MM-WES: Genetic testing helps determine
most effective dose for anticoagulant therapy, cutting hospitalizations by nearly
one-third
A simple genetic test that helps physicians determine for each patient the
safest and most effective dose of an anticoagulant significantly reduces the number
of hospitalizations during the critical start-up phase when dosing is typically
adjusted by trial and error, according to research presented at the American College
of Cardiology's 59th annual scientific session.

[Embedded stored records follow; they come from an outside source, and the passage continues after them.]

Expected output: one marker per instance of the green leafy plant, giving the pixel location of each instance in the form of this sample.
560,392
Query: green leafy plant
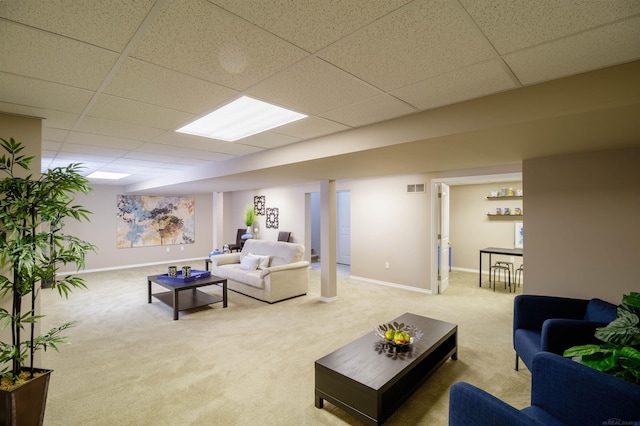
249,216
33,246
619,355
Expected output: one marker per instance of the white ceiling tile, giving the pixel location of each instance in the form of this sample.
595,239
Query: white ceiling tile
311,127
463,84
49,57
205,41
140,81
424,39
311,25
117,129
511,25
101,153
152,153
617,43
105,23
266,140
32,92
172,151
53,135
54,119
206,144
118,109
372,110
313,86
98,140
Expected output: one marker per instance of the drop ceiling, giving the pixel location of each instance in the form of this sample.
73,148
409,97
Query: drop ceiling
390,86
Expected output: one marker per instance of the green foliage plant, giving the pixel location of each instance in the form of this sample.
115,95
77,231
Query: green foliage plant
33,246
249,216
619,354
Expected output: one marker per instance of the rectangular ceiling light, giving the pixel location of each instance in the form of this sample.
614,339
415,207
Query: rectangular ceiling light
107,175
241,118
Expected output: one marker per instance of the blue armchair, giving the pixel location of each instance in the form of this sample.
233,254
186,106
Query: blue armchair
553,324
563,392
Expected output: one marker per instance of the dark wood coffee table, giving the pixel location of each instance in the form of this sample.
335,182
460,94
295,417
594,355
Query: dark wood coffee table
180,299
366,382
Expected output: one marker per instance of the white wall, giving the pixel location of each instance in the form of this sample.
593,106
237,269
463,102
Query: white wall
102,202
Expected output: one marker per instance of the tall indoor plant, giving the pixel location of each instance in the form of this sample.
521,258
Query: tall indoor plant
619,354
33,246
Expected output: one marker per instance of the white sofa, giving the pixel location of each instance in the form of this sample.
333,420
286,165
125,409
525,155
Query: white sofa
279,274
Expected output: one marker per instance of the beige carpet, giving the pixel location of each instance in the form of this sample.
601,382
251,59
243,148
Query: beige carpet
129,363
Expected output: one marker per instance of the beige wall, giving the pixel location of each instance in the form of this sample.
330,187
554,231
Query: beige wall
471,229
582,224
102,233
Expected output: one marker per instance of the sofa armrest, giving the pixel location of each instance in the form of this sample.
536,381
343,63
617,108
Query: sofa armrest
581,395
286,267
225,259
560,334
530,311
471,406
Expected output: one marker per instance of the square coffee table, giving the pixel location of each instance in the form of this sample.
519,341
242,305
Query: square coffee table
180,299
363,380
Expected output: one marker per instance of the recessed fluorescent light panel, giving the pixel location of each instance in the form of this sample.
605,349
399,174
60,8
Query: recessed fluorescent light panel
241,118
107,175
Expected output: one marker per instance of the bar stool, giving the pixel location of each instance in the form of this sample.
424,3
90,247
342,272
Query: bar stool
518,276
501,267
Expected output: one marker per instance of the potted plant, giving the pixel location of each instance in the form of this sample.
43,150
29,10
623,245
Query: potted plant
619,354
249,219
33,246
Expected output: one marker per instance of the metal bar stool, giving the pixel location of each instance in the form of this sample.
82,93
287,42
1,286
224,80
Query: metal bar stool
518,276
501,267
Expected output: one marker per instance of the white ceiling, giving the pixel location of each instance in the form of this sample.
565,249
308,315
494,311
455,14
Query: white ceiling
114,80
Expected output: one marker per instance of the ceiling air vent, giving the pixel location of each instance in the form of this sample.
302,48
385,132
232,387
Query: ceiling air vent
417,188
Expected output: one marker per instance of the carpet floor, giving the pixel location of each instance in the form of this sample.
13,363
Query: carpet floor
252,363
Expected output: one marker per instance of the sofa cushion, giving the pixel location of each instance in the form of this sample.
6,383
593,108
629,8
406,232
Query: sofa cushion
281,253
264,260
600,311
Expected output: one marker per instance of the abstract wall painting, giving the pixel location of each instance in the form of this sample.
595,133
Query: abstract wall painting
258,205
155,221
519,235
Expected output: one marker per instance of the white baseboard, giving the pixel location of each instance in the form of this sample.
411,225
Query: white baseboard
402,286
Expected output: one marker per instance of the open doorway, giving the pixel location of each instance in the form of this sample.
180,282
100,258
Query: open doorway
441,256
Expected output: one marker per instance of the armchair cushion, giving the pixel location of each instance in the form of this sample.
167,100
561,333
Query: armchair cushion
553,324
563,392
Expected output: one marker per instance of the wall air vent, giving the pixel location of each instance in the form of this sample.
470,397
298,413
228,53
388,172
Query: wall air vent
416,188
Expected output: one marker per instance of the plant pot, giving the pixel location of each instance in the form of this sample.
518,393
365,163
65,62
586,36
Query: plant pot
25,404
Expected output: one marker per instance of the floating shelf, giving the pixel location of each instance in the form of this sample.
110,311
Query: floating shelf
513,197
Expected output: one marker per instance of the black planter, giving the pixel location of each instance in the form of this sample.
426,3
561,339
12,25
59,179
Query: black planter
24,405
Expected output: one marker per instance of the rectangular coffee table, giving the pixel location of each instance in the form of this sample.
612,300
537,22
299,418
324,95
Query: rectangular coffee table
363,380
180,299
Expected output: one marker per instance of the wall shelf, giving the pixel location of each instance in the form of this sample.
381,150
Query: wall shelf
514,197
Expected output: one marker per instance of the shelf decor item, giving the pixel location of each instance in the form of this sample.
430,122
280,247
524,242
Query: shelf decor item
33,246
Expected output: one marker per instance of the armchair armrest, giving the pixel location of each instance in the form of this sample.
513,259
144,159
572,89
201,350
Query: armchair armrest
581,395
530,311
560,334
471,406
225,259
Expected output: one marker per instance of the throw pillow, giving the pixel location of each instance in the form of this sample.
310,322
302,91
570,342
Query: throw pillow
264,260
249,263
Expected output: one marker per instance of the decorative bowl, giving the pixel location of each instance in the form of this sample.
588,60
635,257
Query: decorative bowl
410,331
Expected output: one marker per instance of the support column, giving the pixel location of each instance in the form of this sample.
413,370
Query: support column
328,229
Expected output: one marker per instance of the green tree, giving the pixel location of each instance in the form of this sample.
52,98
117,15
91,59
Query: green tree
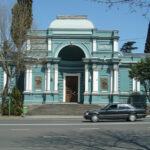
141,72
15,102
128,47
147,44
21,23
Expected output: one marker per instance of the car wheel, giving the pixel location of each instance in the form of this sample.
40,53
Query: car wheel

The Medco-Mayo Warfarin Effectiveness Study (MM-WES) found that hospital admissions
for any cause could be cut by nearly one-third, as could hospitalizations for
either excess bleeding or unwanted blood clotting simply by testing for variations
in two genes that strongly influence a patient's sensitivity to the blood thinner
warfarin.
"Genetic testing is a tool clinicians can use to more accurately predict the
best warfarin dose early on," said Robert S. Epstein, M.D., chief medical officer
and president of the Medco Research Institute in Franklin Lakes, N.J. "Patients
may get to a stable dose more quickly and, therefore, have a lower risk of negative
outcomes."
Warfarin sensitivity varies widely, however, and it can take weeks or even
months of repeated blood tests and dose adjustments to determine the right dose
for each patient. During that time, patients are at high risk for either thromboembolism
from too little warfarin, or dangerous bleeding from too much warfarin. The MM-WES
study is the first national, prospective, comparative effectiveness study to evaluate
the role of genetic testing in assisting physicians to gauge the best warfarin
dose and monitoring intensity during the early dose-adjustment phase of treatment.
For the study, researchers recruited 896 patients who were beginning warfarin
therapy. All study participants were members of a prescription benefits plan managed
by Medco Health Solutions. They came from 49 of 50 states and a variety of practice
settings.
Shortly after starting warfarin therapy, patients gave a blood sample or a
cheek swab, which was analyzed at the Mayo Clinic in Rochester, M.N. For each
patient, the ordering physician received a report on the genetic expression of
two genes, CYP2C9 and VKORC1, as well as clinical information on how to interpret
the findings. For example, a patient might be classified as having a high sensitivity
to warfarin based on genotype. In this case, the physician would be advised to
reduce the warfarin dose and monitor blood tests more frequently. If a patient
were found to have a low sensitivity to warfarin, the report would recommend an
increase in warfarin dose. Each physician was free to decide how to respond to
the report and what action to take.
The researchers found that, during the first six months of warfarin therapy,
patients who had genetic testing were 31 percent less likely to be hospitalized
for any cause, when compared to an historical control group that did not undergo
genetic testing. Patients in the gene-testing group were also 29 percent less
likely to be hospitalized for bleeding or thromboembolism. The study's findings
were even stronger when the analysis included only hospitalizations that occurred
after genotyping. In this per-protocol analysis, patients who underwent genetic
testing had a 33 percent lower risk of all-cause hospitalization and a 43 percent
lower risk of hospitalization for bleeding or thromboembolism.
The cost of genetic testing - approximately $250 to $400, depending on the
laboratory - is justified by the savings, according to Epstein. "If we reduce
just two hospitalizations per 100 patients tested, that more than compensates
for the cost of genotyping," he said.
Medco provided funding for genotyping and data collection. Researchers from
the Mayo Clinic and Washington University donated their time.